Exceptions must be handled by ApplicationCore in a way that the application developer does not have to care much about it.
In case of a ChimeraTK::runtime exception the Application must catch the expection and report it to the DeviceModule. The DeviceModule should handle this exception and block the device until the device can be opened again. As there could many devices make sure only the faulty device is blocked.
Even if a device is faulty it should not block the server from starting.
Once in error state, set the DataValidity flag for that module to faulty and propogate this to all of it‘s output variables. After the exception is cleared and operation returns without a data fault flag, set DataValidity flag to ok. Furthermore, the device must be reinitialised automatically and also recover the values of process variables as the device might have rebooted and the variables have been re-set.
-<b>Add an exception handling and reporting machinsm to the device module (DeviceModule).</b>
Description.
Add two error state variables.
- "state" (boolean flag if error occurred)

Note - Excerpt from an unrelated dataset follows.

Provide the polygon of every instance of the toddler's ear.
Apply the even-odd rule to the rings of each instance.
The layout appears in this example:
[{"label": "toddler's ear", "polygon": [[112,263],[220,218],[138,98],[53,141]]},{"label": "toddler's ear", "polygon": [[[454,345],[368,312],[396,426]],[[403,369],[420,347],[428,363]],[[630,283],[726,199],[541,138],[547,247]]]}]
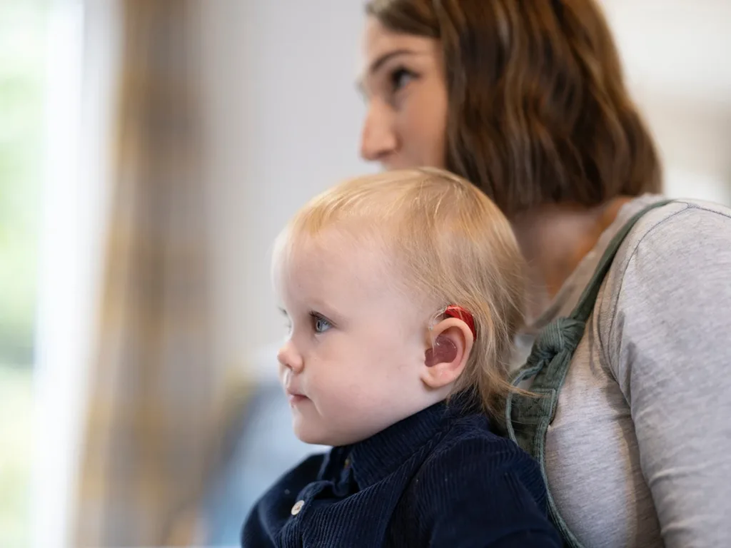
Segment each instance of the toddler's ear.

- "message" (string with error message)
These variables are automatically connected to the control systen in this format
- /Devices/{AliasName}/message
- /Devices/{AliasName}/status
Add a thread safe function reportException().
A user/application can report an exception by calling reportException of DeviceModule with an exception string. The reportException packs the exception in a queue and the blocks the thread. This queue is processed by an internal function handleException which updates the DeviceError variables (status=1 and message="YourExceptionString") and tries to open the device. Once device can be opened the DeviceError variables are updated (status=0 and message="") and blocking threads are notified to continue. It must be noted that whatever operation which lead to exception e.g., read or write, should be repeated after the exception is handled.
Catch all the ChimeraTK::runtime_error exceptions that could be thrown in read and write operations and feed the error state into the DeviceModule through the function DeviceModule::reportException() . NDRegisterAccessors coming from device should be used as a singal central point to catch these excpetions.
Retry the failed operation after reportException() returns.
Implmentation.
It is done by placing a ExceptionHandlingDecorator around all NDRegisterAccessors coming from a device.
- NDRegisterAccessors
- Application
-<b>Faulty device should not block any other device.</b>
Description.
Each TriggerFanOut deals with several variable networks at the same time, which are triggered by the same trigger. Each variable network has its own feeder and one or more consumers. You do not need to change anything about the variable networks.
On the other hand, the trigger itself is a variable network, too. The TriggerFanOut has a consumer of this trigger network. This is the accessor on which the blocking read() is called in the loop. You will need to create additional consumers in the trigger network, one for each TriggerFanOut.
Implementation.
- Application (Application::typedMakeConnection)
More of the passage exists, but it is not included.